Deep Dive: Why does my Expensify Card Liability Account have a balance?

If you’re using the Expensify Card with an accounting system that supports Auto-Reconciliation (QuickBooks Online, NetSuite, Xero and Sage Intacct), your Expensify Card Liability Account balance should always be $0 in your accounting system.
If you see that your Expensify Card Liability Account balance isn’t $0, then you’ll need to take action to return that balance to $0. Let’s talk through two reasons why that balance might not be $0, and how to fix it.
You were using the Expensify Card before Auto-Reconciliation was available/enabled with your accounting system
If you were using Expensify Cards before Auto-Reconciliation was enabled for your accounting system, then any expenses which occurred prior will not be cleared from the Liability Account.
You will need to prepare a manual journal entry for the approved amount to bring the balance to $0.
There’s a balance in the Liability Account from an issue with a negative daily settlement or a refunded transaction
In the past, refunded transactions or negative daily settlements (which happen when there's a refund to your company for a day’s Expensify Card use) were, at times, not handled correctly through Auto-Reconciliation. We’re sorry for that!
Depending on where you were coding your daily settlement bank account withdrawals, these may need to be re-coded, or a journal entry prepared, to move the relevant amounts to the Liability Account so the balance is $0.
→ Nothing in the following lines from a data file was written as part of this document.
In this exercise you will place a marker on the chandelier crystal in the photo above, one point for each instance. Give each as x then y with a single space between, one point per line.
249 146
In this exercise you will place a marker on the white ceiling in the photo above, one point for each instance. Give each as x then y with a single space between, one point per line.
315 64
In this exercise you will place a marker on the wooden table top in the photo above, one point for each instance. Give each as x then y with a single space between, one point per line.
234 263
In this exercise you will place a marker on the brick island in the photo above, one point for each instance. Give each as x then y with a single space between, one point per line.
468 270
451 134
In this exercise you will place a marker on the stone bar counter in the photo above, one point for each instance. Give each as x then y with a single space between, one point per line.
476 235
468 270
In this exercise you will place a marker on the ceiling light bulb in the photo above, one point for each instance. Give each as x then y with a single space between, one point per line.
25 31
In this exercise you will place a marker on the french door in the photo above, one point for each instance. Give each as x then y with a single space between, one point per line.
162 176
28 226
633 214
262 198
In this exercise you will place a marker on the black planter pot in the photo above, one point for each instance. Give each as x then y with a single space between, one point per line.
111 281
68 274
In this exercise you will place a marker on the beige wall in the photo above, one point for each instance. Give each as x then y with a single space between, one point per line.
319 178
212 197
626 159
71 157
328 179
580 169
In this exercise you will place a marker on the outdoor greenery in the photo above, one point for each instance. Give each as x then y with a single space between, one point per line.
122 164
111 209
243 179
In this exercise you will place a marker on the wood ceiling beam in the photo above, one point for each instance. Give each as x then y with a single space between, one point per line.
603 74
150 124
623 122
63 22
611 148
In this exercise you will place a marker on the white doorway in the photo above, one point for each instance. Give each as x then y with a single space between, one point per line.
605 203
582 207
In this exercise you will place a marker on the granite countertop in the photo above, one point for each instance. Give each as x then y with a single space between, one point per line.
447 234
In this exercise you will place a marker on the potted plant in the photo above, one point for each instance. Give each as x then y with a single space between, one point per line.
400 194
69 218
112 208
Solving both of these issues
The solution to both of these issues is:
- Find the earliest date of a transaction entry in the Liability Account that doesn’t have a matching entry (each expense will have one negative and one positive entry in the Liability Account which net each other off to $0).
- Go to the GL account that your daily Expensify Card settlement withdrawals are posted to and find each entry for those dates.
- Recode each settlement to post to the Clearing Account.
- Create a Journal Entry or Receive Money Transaction to “pay off” the balance in the Liability Account with the funds that are now sitting in the Clearing Account after step 2.